I've been a single mum 18 years and it's blooming hard. Don't jump into it. Separate Christmas's, only seeing your baby every other weekend. The delight of his new young wife hating you for no reason...

Minimumstandard · 30/08/2020 18:19

I wasn't really that into being a mother when DS was three months old... Still had to change nappies, deal with night feeds, rock to sleep and all the care that comes with a young baby. Day in, bloody day out!

OP, I'd have a chat with him and ask why he's telling you this. If he's genuinely struggling and feels he has to express this, that's fine and maybe he needs some emotional support. If he's telling you to this to avoid stepping up and sharing the load, I'd tell him ok but you do realise this means the end of your relationship... Because your DC is here, you can't give them back and you need to be able to rely on him or he needs to leave...

MrsTerryPratchett · 30/08/2020 18:23

@StamfordHill

How would leaving him help? Even if you feel he doesn't contribute at all to raising the child - something which in all probability will change - surely being a single mum won't be any easier.
One less person to do 95% of the housework for? For a start.
thepeopleversuswork · 30/08/2020 18:28

Boatonthehorizon

Sorry I totally disagree with this. Yes its hard being a single mum but its nowhere near as hard as being married to someone who moans all the time about his lost freedom without lifting a finger to help at home. Seriously. A non-supportive man is just an additional drain on the household and a drain on self-esteem.

Also I'm not sure your edict about finding hobbies is whats needed here. It doesn't sound like this man needs any more encouragement to indulge himself. He's already doing bugger all on the home front: having him going off cycling all day won't help the OP at all.

Yes you need to work through things like this in a marriage and yes its natural for the birth of a child to hit you like a ton of bricks. But this sounds like the DH is just being a big baby: whinging about how tired and stressed he is when the OP is doing all the heavy lifting. And nothing, in my view, justifies the language he has used with her.

SunshineCake · 30/08/2020 18:28

I think you should take him at his word. Tell him he needs to leave. Don't contact him. Don't send him photos of the baby or tell him anything. Let him see what life is like without you and the baby. It might end well, it might not but either way you won't waste anymore time on this person.

We had three under five. We planned all of them. Would have liked more. It is hard. We are knackered all the time but they are so worth it. We have three amazing kids who are already making a difference in the world and we wouldn't have missed it for more sleep or spare cash.

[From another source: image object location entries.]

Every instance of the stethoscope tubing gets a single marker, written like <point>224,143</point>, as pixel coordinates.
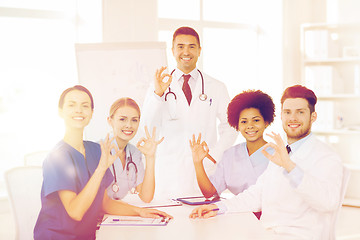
<point>130,161</point>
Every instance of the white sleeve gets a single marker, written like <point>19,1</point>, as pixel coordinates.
<point>247,201</point>
<point>227,135</point>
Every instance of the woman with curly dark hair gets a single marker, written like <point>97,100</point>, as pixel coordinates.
<point>250,113</point>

Surely everyone knows kids are knackering and your life changes ?Hmm.

MellySandra · 30/08/2020 18:32

Lots of mothers struggle with adapting to the changes a baby brings as well as the changes in your relationship. It’s not unreasonable to cut him some slack while he adjusts to it too. I’d say it’s early days to make such a decision

Absolutely this, I can’t believe you’re getting LTB when many mums feel like this too!

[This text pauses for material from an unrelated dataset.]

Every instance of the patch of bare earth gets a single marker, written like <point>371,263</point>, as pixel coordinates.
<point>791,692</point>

MrsTerryPratchett · 30/08/2020 18:34

@MellySandra

Lots of mothers struggle with adapting to the changes a baby brings as well as the changes in your relationship. It’s not unreasonable to cut him some slack while he adjusts to it too. I’d say it’s early days to make such a decision

Absolutely this, I can’t believe you’re getting LTB when many mums feel like this too!

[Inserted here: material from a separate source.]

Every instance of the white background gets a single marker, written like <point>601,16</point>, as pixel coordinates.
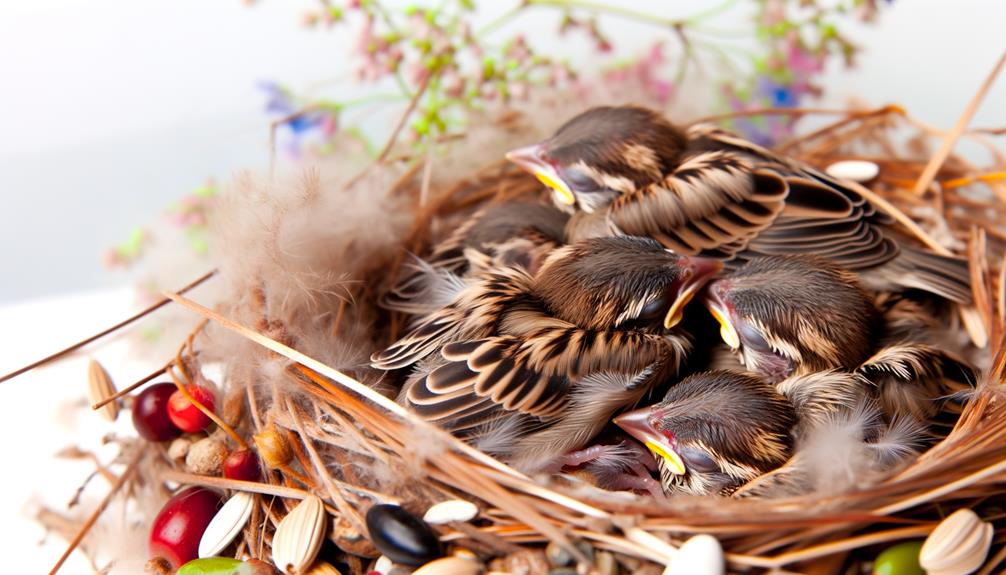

Do many mums abdicate 95% of the responsibility while complaining? I've never met one. You get slack for the feelings, you don't get slack for being slack.
SentientAndCognisant · 30/08/2020 18:36

No one can ever anticipate how parenthood will affect them mentally & emotionally
And especially in 1st year it’s a huge upheaval and common to feel ambivalent or not like the demands of being a new parent

It is a slog, the demands are enormous

Why are you doing 95%? What’s he doing?